La infancia y la memoria son dos de los temas nucleares de la literatura, y sin embargo seguimos leyendo a autores que alcanzan zonas de sombra, lugares que permanecen a oscuras hasta que ellos los iluminan. Es el caso de la joven Margarita García Robayo, que con Lo que no aprendí demuestra que la literatura conserva ese misterio que la convierte en única. Cuando pone, con talento, el foco en un personaje interesante, habla no solo de él, sino de todos los demás. También del lector que está al otro lado.

García Robayo (Colombia, 1980) ya había mostrado su voz propia en 2009, con el libro de relatos Hay ciertas cosas que una no puede hacer descalza. A éste le siguieron Las personas normales son muy raras (2011) y Orquídeas (2012), ambos en el mismo género. En la novela se adentró con Hasta que pase un huracán (2012) y prosiguió con esta Lo que no aprendí. Una autora prolífica, rebosante de un mundo y una voz propia.

La protagonista de Lo que no aprendí es una niña de 11 años con una familia en apariencia normal, como tantas otras, pero en detalle, también como casi todas, extraordinaria. Valga el adjetivo como algo positivo y negativo a la vez. Sus dos hermanas mayores, en plena adolescencia, se mueven en coordenadas ya opuestas a sus sentimientos y curiosidades, aún infantiles. La desprecian por pequeña. Su hermano menor lo es demasiado como para ofrecerle respuestas. Su madre es una histérica y arisca esposa, obsesivamente pendiente de su apariencia social. Su padre es la gran figura que le fascina, un prohombre admirado por la comunidad que sufre trances y emplea las ciencias ocultas.

La novela se divide en dos partes con dos voces de la misma niña, una primera, la más extensa, en la que se relatan las interrogantes y los misterios de la infancia, y una segunda, perturbadora y más breve, en la que habla esa misma niña ya convertida en adulta. Con todo lo que no se dice, todo lo que se queda en los márgenes, se construye una doliente historia personal y sentimental que llega hasta el presente.

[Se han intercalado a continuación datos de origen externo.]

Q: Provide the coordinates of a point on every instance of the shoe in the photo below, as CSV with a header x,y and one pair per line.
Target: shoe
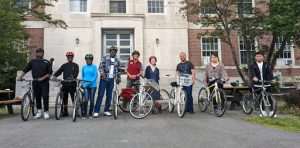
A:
x,y
107,114
46,115
38,114
192,112
96,115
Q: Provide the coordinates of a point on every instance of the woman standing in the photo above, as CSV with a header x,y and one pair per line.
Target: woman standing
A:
x,y
152,72
89,73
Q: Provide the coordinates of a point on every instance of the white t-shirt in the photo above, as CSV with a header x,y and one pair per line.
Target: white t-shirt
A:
x,y
260,66
112,67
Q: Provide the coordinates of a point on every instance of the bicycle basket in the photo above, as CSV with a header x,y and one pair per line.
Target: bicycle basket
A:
x,y
127,93
184,80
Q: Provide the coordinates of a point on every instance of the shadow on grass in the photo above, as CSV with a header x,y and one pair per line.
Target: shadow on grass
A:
x,y
283,123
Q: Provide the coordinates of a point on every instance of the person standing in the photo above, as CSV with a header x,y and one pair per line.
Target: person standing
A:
x,y
41,70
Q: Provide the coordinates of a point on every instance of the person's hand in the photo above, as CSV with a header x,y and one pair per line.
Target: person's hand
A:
x,y
255,79
40,79
103,75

También hay un trasfondo político en el contexto político de la Colombia de comienzos de los años 90, un conflicto que apenas atisbamos a través de los ojos de Catalina, la niña. También relaciones familiares que sospechamos, sugerencias que quedan casi por completo fuera de la atención de una niña empeñada en ese ejercicio agotador que es descifrar el mundo.

García Robayo levanta con delicadeza un monumento a la memoria, la nostalgia y, sobre todo, el recuerdo, esa construcción mental que, aunque arranca en el colectivo familiar, se convierte con los años en algo íntimo e intransferible.